Au-delà des chiffres, le débat touche aussi à l’autonomie, à l’attachement au lieu de vie et aux priorités familiales, des sujets chargés d’émotions, comme l’a indiqué Julie Beauséjour, planificatrice financière chez IG Gestion de patrimoine, lors du dernier congrès de l’Institut de planification financière tenu à Québec en novembre.

Selon l’étude de cas présentée, madame Bernier, veuve depuis cinq ans, vit modestement du Régime de rentes du Québec (RRQ) (950 $/mois), de la Pension de la sécurité de vieillesse (PSV) (800 $/mois) et d’une rente de conjoint (2 325 $/mois). Sa maison vaut environ 500 000 $. Elle possède un Fonds enregistré de revenu de retraite (FERR) de 115 000 $ et son compte d’épargne libre d’impôt (CELI) contient 130 000 $.

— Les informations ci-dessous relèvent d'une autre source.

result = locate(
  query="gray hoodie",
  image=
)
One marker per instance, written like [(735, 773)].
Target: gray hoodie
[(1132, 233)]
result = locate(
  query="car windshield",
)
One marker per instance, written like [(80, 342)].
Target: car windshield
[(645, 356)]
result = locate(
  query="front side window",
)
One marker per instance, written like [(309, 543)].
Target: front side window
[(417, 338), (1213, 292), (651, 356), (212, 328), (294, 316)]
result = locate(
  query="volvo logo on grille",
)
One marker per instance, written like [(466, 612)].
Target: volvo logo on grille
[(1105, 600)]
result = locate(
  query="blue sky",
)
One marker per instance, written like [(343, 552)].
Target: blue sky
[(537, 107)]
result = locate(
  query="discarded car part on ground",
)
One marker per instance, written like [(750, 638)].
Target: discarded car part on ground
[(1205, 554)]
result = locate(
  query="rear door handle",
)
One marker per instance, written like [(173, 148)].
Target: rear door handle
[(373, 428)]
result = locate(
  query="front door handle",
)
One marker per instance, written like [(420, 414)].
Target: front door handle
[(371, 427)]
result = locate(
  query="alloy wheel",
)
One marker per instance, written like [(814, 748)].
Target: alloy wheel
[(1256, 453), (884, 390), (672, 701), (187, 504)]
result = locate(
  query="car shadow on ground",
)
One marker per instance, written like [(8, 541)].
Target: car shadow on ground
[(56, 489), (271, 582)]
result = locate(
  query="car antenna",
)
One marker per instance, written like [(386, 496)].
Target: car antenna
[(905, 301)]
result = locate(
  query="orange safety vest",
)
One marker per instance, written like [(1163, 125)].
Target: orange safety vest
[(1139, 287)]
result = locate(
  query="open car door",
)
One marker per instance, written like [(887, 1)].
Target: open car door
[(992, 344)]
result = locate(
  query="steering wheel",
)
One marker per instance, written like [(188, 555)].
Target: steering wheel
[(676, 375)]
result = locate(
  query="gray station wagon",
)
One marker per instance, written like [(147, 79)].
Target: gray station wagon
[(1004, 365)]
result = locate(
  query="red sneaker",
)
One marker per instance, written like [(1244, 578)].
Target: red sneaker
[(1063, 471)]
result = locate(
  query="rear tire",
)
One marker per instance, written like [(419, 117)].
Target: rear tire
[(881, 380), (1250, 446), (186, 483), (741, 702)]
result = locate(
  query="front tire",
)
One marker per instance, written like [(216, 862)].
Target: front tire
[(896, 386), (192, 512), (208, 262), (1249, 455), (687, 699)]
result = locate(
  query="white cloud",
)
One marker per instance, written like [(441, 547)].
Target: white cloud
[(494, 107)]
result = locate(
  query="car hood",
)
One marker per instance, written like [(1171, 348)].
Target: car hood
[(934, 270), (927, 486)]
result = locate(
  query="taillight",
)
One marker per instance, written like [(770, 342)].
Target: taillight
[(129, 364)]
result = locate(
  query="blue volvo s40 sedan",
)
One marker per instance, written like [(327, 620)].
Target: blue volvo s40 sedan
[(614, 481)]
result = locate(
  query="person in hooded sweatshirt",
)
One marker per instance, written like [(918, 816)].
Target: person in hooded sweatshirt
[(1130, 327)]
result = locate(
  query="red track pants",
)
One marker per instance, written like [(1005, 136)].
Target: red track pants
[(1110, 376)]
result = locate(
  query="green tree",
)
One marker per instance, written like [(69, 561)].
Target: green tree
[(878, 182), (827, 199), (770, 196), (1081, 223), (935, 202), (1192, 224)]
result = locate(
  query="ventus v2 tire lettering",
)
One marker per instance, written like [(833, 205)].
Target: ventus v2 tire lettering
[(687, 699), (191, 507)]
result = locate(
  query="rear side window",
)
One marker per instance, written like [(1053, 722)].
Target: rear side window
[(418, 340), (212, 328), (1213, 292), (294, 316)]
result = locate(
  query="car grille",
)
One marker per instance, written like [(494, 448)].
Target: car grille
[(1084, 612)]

Son coût de vie atteint 3 500 $ par mois, dont1 500 $ consacrés uniquement à l’entretien de la maison. À cela s’ajoutent les dons familiaux, très importants à ses yeux : 5 000 $ par an pour aider ses trois petits-enfants à payer leurs études universitaires pendant encore trois ans et 10 000 $ par an pour aider ses enfants, et ce pour les quatre prochaines années.

Dans son plan financier initial, tout tenait la route, indique la conseillère. Mais le contexte a changé. La gentrification du quartier a entraîné une hausse importante des taxes municipales, à laquelle s’ajoutent des coûts liés à la perte de mobilité, ainsi que le besoin grandissant d’aide pour l’entretien.

Résultat : les projections montrent désormais une insuffisance de fonds au bout de huit ans si rien ne change. L’option du crédit d’impôt pour maintien à domicile (jusqu’à 617 $/mois dans son cas) offre un répit, mais pas une solution complète.

Si elle veut rester chez elle, madame Bernier sait qu’elle devra solliciter davantage sa fille, qui l’aide déjà régulièrement, ce qui a un coût émotionnel.

Les projections financières de Julie Beauséjour permettent de dégager trois solutions pour madame Bernier :

Option 1 : vendre la maison et déménager en résidence privée pour aîné (RPA)

Hypothèses :
• Maison vendue 500 000 $, moins 25 000 $ de frais = 475 000 $ net.
• Coût d’une RPA : 3 600 $/mois.
• Suppression des 1 500 $/mois liés à la maison.

Ce scénario augmente la marge de manœuvre de madame Bernier, qui peut continuer à soutenir ses enfants et petits-enfants, tout en sécurisant son risque de longévité. Même à 100 ans, seule une année présente un léger manque. Et si les marchés chutent, son plan demeure viable.

Option 2 : réduire ou reporter les dons aux enfants et petits-enfants

Si elle suspend ses dons pendant quelques années, la situation financière de la cliente se stabilise. Elle protège ses liquidités et se redonne de la latitude pour réévaluer, année après année, ce qu’elle peut offrir à ses proches sans mettre son équilibre financier en péril.

Option 3 : réduire ses dépenses personnelles

Une coupe de 500 $/mois sur son train de vie permettrait également de sécuriser son plan à long terme. Mais cette option touche directement à sa qualité de vie. Un choix éminemment personnel.

La tentation de conserver la maison, forte chez de nombreux aînés, comporte des risques : rénovations imprévues, charge émotionnelle accrue pour les proches, interventions d’urgence difficiles en région. Même si l’hypothèque inversée ou la marge de crédit sont des options, elles suscitent rarement l’adhésion chez les personnes âgées, qui les associent à une perte de stabilité financière.

Le cas de madame Bernier montre par ailleurs que les décisions de logement en fin de vie ne sont jamais purement financières, indique Julie Beauséjour. Elles touchent au sentiment d’appartenance, à l’autonomie et aux relations familiales. Le rôle du conseiller est alors d’exposer chaque scénario avec neutralité, de clarifier les enjeux et d’offrir un espace où le client se sent libre de ses choix afin d’ouvrir les discussions sur des risques souvent tus, comme la dépendance, la mobilité, la charge pour les proches et la longévité.